Author: Darren Kaplan, Chenguang Liu, Mark Pankuch 👨🔬
Affiliation: Northwestern Medicine Proton Center 🌍
Purpose: This study evaluates the hypothesis that surface-guided radiation therapy for the breast or chest wall using proton PBS provides comparable target coverage and OARs sparing to x-ray-based IGRT.

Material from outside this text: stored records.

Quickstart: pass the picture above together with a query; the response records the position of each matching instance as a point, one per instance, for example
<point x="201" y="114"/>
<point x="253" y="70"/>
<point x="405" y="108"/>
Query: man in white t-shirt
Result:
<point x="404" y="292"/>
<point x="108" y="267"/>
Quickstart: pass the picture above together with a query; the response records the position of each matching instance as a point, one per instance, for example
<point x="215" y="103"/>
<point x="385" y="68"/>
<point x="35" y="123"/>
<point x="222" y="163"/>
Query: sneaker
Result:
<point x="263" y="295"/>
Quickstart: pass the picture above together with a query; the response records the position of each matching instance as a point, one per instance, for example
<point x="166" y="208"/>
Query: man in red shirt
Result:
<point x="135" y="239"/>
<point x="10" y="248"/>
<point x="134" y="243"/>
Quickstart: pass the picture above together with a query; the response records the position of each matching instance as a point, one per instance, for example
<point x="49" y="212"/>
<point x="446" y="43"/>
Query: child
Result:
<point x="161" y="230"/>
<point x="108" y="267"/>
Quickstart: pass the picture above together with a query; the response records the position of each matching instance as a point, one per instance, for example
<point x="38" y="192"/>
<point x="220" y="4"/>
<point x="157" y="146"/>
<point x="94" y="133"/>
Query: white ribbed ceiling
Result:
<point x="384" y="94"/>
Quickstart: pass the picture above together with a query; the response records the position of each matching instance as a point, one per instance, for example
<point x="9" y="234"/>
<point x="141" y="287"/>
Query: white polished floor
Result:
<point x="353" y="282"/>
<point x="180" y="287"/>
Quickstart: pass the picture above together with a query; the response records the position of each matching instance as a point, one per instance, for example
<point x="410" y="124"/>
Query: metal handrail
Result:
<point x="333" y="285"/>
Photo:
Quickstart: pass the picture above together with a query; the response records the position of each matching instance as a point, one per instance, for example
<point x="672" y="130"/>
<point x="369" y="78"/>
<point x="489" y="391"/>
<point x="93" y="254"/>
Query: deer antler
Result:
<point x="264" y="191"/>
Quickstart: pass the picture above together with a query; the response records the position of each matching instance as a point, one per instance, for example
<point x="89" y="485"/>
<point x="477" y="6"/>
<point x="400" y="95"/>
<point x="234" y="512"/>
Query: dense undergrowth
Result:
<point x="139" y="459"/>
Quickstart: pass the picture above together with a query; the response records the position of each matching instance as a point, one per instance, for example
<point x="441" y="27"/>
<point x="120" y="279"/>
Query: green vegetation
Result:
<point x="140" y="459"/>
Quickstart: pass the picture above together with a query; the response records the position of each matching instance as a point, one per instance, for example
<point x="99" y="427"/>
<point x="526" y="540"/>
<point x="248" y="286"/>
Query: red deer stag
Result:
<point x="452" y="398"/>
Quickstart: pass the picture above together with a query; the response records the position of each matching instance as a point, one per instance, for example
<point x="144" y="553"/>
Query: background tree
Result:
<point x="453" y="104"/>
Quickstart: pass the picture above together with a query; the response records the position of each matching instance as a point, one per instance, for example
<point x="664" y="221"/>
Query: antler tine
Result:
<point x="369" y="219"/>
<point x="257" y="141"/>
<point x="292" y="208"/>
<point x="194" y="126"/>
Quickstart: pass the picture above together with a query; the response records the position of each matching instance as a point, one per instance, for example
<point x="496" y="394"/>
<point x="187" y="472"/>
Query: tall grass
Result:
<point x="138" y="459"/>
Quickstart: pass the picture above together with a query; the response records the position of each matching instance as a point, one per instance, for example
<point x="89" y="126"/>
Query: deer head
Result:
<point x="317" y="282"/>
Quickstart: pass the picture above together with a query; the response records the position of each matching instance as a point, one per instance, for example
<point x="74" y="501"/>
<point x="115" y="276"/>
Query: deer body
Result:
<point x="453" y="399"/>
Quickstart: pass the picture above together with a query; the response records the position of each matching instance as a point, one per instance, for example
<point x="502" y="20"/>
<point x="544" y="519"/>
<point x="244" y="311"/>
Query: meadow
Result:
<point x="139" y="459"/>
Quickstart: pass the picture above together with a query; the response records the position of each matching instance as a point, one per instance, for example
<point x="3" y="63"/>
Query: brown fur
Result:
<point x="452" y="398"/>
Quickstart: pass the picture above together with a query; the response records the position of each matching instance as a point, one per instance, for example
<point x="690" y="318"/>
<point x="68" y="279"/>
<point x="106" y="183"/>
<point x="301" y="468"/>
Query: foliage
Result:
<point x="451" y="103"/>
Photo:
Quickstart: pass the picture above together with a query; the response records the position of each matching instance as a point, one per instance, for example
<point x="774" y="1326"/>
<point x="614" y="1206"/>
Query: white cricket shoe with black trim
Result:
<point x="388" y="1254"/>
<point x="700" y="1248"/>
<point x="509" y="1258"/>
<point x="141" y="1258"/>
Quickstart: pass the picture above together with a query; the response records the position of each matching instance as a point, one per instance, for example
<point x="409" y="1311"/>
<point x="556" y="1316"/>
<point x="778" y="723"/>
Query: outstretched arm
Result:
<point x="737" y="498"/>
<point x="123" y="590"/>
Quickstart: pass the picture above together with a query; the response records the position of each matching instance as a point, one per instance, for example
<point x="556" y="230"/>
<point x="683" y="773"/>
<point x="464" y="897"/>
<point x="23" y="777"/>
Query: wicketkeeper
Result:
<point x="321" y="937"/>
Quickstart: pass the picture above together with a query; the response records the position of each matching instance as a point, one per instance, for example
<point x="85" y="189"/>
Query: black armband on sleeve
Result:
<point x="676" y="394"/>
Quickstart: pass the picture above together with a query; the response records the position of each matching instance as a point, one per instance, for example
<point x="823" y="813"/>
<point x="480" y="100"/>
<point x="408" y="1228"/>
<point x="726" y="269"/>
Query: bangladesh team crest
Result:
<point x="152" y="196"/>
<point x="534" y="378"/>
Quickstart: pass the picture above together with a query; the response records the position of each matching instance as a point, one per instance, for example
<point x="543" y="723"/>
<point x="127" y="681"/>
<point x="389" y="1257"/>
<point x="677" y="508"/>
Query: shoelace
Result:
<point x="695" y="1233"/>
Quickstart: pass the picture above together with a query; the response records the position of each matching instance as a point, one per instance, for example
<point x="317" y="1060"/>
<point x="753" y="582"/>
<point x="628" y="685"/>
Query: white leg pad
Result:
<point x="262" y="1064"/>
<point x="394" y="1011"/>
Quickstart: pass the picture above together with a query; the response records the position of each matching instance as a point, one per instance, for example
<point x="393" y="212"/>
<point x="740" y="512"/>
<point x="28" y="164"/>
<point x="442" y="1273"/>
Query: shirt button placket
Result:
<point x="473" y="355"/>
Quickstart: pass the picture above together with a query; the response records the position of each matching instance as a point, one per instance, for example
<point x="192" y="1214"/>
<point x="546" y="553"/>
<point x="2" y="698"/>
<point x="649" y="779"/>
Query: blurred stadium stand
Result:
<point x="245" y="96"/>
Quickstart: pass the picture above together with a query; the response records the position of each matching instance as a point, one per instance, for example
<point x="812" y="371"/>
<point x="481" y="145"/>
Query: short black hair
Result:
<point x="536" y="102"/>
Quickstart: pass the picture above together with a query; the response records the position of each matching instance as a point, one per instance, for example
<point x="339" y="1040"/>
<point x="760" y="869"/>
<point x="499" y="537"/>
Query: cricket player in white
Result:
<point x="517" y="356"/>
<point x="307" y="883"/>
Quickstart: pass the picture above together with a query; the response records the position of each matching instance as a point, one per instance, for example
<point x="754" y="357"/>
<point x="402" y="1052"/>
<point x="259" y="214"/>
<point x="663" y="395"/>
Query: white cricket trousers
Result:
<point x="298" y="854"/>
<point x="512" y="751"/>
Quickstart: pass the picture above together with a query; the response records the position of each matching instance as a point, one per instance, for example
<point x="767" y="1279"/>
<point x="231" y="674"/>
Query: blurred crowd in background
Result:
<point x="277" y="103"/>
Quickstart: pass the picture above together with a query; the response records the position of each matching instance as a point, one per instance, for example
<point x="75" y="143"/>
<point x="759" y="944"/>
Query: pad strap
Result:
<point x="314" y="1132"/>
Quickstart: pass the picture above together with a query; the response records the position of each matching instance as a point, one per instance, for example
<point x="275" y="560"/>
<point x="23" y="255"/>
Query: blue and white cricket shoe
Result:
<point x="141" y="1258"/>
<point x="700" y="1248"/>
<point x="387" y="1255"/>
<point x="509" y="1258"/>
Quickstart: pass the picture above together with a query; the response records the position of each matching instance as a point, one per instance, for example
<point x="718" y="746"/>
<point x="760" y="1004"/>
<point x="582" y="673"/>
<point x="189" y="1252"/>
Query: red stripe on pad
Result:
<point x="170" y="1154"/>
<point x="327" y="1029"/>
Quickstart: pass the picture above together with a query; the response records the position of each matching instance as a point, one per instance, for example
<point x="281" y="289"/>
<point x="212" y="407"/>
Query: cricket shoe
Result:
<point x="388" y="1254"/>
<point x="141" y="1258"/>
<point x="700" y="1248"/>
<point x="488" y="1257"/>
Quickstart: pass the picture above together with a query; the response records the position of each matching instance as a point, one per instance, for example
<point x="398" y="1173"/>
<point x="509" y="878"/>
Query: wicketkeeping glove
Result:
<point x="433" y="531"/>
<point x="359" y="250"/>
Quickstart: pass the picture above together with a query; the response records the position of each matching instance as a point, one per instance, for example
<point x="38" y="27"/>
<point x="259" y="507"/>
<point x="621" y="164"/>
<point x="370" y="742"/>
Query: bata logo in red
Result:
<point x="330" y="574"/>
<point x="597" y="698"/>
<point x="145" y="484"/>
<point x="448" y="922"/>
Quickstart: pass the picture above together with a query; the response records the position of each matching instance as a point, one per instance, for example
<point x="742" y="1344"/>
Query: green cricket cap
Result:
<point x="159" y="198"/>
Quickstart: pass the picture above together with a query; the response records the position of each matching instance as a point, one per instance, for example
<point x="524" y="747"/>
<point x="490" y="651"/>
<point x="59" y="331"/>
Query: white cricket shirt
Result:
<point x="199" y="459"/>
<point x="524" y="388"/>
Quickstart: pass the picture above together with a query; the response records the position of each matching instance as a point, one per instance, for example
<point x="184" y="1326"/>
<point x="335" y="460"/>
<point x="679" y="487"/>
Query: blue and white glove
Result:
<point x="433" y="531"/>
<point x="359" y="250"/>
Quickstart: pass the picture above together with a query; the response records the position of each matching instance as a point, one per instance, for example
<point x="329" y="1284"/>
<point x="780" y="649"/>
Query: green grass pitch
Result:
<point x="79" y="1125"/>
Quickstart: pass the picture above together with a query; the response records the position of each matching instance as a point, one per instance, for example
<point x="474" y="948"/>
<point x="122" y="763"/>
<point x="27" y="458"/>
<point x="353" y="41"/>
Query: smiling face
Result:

Methods: A total of 10 patients who received breast or CW proton PBS were included in this study. Each patient underwent routine volumetric CT rescans, which were registered to the planning CT using both bony landmarks and nearby skin. The registration mimics the two different setup techniques: orthogonal X-ray films and surface imaging. The approved plan was recalculated on the CT rescans based on both registration methods. Target coverage, organ-at-risk (OAR) doses, and the offsets between the two registration methods were compared. Patients with metal expanders were excluded from the study.
Results: The CTV eval V95% Rx was 99.1% on the planning CT, compared to 98.5% on the rescan registered to bony anatomy and 98.6% on the rescan registered to skin. The CTV SCL V95% Rx was 94.8% on the planning CT, compared to 94.3% on the rescan registered to bony anatomy and 95.6% on the rescan registered to skin. The CTV IMN V95% Rx was 99.9% on the planning CT, compared to 99.3% on the rescan registered to bony anatomy and 99.8% on the rescan registered to skin. The ipsilateral lung V20 Gy Rx was 12.7% on the planning CT, compared to 13.2% on the rescan registered to bony anatomy and 13.4% on the rescan registered to skin.
Conclusion: Despite an average 3.1 mm shift between orthogonal X-ray film registration and surface-based registration, the dosimetry results indicate that surface-based registration offers comparable target coverage and OAR sparing to the X-ray orthogonal film-based setup in proton PBS plans. It is noted that this analysis does not account for setup uncertainty.